Le « temps malade » de Montaigne : Thérapeutique des Essais
p. 29-40
Texte intégral
La fin du chirurgien n’est pas de faire mourir la mauvaise chair : ce n’est que l’acheminement de sa cure. Il regarde au delà d’y faire renaistre la naturelle et rendre la partie à son deu estre.
Essais, De la Vanité, III, 9, C, 9581
Le « Temps malade »
1La lecture métaphorique que propose ici Montaigne de son temps blessé, cancéreux, « malade », figure au chapitre De la Vanité, consacré au « voyage » au sens existentiel, comme figure de l’existence2, et dans un développement où l’auteur expose que, parmi ses raisons de voyager se trouve le besoin de s’éloigner un moment d’un pays ensanglanté et foncièrement perverti par la guerre civile :
L’autre cause qui me convie à ces promenades, c’est la disconvenance aux meurs presentes de nostre estat (...) Je vois, non une action, ou trois, ou cent, mais des meurs en usage commun et reçeu si monstrueuses en inhumanité sur tout et desloyauté, qui est pour moy la pire espece de vices, que je n’ay point le courage de les concevoir sans horreur... III, 9, B, 956.

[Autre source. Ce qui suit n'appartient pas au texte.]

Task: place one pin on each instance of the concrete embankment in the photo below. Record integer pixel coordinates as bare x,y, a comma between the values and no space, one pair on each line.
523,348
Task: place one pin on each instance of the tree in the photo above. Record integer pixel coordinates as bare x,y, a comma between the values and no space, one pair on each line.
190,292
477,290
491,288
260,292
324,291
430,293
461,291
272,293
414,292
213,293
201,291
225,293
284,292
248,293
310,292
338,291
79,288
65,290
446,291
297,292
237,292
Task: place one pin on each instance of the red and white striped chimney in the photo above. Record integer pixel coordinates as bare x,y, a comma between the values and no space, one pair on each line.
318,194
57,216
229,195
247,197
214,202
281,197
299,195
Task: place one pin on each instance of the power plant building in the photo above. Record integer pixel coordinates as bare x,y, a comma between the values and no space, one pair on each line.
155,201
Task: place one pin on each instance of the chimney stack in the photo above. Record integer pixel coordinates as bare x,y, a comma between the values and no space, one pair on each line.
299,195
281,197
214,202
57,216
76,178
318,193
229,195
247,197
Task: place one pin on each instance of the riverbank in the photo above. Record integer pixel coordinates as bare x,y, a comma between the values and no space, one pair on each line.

2Le propos cité en épigraphe, sur le chirurgien et le sens juste de sa « cure », est de la dernière couche d’écriture des Essais. Il précède de peu la mort de Montaigne. Il est contemporain de la phase ultime, la plus démente, de ces guerres dites de religion : la « guerre de la Ligue », dont le paroxysme déclenche l’insertion de passages exaspérés, désespérés dans De la Vanité, De mesnagersa volonté, De la Phisionomie.
3Or, de même que, dans sa conception de la maladie du corps, loin de recourir, pour l’expliquer, à la « Contre-Nature » invoquée par la plupart de ses contemporains, par des médecins notamment, Montaigne retournant l’idée reçue, l’observe comme un phénomène naturel, de même, dans sa conception du mal social, il ne se réfère ni au « péché », ni au « vice » selon les dogmes des Églises ou des écoles, mais à la guerre, véritable « peste » de son temps, et à la cruauté, ce « monstre » qu’il abomine3.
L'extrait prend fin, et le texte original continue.